In this scenario, using transfer learning trough pre-trained networks arises as a solution. In this process, the weights and biases from a network trained in another task, are reused to train a new similar task.
Another reason for using transfer learning comes from the cases where we do not have enough data to train a CNN. \cite{CelonaBB19} highlights this is especially true in the medical field, as the acquisition costs are elevated, and it also involves a complicated set-up for photographing, which makes it very common to have little annotated data.
\section{Data Augmentation}
Another solution that handles small datasets is data augmentation.

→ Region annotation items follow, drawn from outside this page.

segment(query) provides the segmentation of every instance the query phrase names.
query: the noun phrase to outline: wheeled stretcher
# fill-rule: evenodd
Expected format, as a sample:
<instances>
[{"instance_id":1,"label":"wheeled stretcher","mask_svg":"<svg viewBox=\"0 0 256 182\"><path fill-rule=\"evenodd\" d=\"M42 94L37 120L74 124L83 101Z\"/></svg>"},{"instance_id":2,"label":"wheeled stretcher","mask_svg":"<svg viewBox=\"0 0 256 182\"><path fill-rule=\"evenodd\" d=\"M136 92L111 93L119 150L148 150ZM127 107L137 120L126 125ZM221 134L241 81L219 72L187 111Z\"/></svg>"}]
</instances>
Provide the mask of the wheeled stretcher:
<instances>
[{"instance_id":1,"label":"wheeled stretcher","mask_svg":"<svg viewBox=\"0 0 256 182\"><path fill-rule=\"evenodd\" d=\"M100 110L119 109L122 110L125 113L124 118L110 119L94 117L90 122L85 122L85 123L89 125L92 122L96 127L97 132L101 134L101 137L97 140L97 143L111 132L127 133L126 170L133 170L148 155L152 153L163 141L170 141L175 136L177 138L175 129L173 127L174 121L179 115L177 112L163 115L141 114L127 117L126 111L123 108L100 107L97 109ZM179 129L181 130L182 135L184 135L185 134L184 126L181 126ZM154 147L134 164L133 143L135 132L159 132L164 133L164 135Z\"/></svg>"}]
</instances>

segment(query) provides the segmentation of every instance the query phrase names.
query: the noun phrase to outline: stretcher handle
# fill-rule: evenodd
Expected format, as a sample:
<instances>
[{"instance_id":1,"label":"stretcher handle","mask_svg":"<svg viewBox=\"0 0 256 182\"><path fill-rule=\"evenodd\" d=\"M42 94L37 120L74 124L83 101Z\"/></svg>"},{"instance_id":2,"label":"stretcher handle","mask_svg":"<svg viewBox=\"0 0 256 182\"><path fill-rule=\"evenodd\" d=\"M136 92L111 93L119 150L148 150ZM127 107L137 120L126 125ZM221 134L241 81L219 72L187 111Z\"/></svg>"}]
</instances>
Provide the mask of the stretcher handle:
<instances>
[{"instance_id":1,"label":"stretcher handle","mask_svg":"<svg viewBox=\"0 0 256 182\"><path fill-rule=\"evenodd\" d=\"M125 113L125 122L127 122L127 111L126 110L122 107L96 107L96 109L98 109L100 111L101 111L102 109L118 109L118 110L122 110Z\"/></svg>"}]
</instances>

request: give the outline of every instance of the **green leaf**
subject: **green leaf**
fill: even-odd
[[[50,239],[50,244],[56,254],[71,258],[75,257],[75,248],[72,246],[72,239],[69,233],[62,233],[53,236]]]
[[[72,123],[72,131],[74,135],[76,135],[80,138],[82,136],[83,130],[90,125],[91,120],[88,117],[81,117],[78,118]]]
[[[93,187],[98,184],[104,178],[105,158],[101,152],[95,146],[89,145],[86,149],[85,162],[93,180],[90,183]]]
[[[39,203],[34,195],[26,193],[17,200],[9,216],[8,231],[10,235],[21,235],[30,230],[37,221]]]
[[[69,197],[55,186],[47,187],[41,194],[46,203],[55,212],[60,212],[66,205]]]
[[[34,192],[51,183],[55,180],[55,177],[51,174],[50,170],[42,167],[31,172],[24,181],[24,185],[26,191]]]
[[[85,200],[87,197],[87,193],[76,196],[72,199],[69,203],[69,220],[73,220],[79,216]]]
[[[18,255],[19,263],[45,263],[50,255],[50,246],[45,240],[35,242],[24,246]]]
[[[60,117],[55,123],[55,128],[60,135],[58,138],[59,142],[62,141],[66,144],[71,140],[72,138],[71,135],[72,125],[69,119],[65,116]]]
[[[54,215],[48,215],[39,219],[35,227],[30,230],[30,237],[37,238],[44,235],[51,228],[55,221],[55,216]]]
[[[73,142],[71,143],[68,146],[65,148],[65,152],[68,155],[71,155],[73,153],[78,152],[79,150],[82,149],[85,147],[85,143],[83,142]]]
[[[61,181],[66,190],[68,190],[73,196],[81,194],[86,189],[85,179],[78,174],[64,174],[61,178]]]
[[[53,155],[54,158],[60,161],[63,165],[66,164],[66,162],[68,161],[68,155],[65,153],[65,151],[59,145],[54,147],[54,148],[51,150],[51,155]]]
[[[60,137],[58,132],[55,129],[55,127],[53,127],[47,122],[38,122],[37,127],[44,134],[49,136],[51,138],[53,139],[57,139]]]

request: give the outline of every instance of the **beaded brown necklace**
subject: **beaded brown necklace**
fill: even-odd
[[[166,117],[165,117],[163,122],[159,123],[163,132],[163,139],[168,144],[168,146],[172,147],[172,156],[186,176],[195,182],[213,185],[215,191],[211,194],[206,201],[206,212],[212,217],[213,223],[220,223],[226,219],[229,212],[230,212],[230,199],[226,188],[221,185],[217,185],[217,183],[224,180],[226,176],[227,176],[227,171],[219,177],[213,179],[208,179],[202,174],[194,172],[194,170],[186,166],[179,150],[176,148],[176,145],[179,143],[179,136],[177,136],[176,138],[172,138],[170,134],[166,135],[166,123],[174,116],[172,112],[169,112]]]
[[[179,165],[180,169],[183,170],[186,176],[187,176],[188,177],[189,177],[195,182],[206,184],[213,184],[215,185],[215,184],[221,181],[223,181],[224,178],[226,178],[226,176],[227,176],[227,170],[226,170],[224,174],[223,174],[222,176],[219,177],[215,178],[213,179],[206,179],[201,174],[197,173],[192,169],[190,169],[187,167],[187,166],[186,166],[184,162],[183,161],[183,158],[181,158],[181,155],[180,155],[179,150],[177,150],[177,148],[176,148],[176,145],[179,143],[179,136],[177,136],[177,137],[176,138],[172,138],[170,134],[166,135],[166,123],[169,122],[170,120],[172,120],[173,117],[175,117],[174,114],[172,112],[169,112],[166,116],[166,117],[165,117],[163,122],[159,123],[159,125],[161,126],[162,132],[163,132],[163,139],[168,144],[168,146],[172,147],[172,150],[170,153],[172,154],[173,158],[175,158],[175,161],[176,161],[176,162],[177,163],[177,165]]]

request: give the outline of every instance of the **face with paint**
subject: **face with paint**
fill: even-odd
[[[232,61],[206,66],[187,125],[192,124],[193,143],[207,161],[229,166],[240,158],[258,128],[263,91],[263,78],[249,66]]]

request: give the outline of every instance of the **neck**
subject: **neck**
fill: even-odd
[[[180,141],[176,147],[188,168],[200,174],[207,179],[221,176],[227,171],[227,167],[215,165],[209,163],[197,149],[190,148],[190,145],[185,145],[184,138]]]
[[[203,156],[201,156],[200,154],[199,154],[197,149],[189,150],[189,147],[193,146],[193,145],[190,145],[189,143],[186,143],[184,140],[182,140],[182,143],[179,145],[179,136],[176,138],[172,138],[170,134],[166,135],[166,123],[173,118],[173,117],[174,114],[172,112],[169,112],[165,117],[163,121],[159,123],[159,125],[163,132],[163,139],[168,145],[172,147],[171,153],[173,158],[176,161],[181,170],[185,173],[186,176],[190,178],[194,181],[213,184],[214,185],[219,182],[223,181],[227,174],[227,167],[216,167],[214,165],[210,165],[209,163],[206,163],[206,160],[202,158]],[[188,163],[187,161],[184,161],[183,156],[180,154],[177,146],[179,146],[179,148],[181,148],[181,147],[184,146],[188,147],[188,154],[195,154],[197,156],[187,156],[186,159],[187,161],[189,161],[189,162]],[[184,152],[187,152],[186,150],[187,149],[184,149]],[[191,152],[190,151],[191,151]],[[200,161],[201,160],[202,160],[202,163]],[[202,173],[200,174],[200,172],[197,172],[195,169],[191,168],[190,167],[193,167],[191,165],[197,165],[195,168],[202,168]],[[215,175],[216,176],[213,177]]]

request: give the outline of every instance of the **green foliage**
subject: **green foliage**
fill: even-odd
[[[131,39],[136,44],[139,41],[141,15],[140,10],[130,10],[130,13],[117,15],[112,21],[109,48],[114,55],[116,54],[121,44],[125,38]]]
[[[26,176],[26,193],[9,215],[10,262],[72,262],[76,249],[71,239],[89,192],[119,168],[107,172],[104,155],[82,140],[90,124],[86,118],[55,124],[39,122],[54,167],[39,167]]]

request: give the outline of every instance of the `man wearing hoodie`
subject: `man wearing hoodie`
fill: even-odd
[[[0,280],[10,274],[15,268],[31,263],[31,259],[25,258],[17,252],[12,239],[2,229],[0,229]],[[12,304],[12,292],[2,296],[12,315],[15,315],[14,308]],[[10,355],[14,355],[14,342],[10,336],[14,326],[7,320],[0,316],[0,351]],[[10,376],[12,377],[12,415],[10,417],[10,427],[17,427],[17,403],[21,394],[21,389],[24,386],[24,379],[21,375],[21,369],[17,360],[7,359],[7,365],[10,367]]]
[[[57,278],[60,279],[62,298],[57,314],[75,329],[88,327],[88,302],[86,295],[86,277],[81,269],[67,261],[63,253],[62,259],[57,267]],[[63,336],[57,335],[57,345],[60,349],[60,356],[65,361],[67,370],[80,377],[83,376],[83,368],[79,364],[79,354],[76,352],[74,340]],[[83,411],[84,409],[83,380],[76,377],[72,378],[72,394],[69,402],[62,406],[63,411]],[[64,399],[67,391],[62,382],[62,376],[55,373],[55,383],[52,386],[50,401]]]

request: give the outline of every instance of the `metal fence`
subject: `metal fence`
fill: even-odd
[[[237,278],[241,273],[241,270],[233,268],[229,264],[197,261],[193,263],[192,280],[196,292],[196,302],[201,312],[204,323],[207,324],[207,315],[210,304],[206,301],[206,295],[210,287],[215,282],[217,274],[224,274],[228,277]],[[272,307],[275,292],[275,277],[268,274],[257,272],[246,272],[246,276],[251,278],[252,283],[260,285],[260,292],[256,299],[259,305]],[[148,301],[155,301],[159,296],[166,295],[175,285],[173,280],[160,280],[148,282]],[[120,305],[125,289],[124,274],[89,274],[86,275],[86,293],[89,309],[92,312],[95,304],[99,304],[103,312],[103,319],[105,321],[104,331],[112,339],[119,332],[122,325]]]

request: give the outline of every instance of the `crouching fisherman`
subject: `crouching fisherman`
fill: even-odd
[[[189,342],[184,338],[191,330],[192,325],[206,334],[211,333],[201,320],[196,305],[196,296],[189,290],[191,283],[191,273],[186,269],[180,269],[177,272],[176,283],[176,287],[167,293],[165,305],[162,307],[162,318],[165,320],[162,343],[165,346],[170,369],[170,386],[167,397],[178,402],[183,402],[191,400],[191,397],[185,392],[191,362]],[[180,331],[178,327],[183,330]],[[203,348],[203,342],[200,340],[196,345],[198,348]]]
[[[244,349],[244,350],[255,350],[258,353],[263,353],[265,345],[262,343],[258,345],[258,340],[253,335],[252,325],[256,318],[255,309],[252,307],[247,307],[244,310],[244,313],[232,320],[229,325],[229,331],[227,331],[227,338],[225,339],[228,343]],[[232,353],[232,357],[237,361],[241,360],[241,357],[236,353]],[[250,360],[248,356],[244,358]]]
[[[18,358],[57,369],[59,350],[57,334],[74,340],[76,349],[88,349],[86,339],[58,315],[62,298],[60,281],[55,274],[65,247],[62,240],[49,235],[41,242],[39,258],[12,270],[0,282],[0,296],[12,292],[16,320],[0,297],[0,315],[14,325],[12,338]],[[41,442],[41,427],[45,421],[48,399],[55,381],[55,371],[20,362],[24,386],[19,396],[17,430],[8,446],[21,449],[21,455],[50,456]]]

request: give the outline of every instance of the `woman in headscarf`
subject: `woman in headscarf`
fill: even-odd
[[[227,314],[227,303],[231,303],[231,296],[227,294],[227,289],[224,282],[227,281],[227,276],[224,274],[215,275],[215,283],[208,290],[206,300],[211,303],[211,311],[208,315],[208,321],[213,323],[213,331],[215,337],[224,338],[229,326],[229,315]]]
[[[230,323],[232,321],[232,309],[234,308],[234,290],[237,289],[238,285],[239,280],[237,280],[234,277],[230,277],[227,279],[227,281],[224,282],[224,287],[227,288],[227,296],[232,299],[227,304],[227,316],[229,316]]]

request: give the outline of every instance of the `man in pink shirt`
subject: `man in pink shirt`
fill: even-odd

It consists of applying transformations, such as geometric and color augmentations, for generating alternative images that derive from the original dataset.
For each input image in the dataset, a new image is generated that can be zoomed, shifted, mirrored, rotated, distorted, or have changes in its color, brightness, contrast. Hence, this technique increases the amount of data available for input.
Having a large dataset is crucial for the performance of the deep learning models, but instead of starting with a large dataset of images, a more common scenario is to have a small amount of data available from the specific domain of research. This usually happens due to the high cost of collecting data, be it in terms of human labor or monetary resources. As mentioned in the previous section, this is mainly the case in the medical field.
Another problem of small datasets is that problems trained on them are often over-fitted to the specific data available, which means they lack the power of generalization, as the dataset is not representative of the real world. In these cases, as discussed by \cite{abs-1712-04621}, data augmentation can act as a regularizer for preventing over-fitting and also improve performance in imbalanced class problems.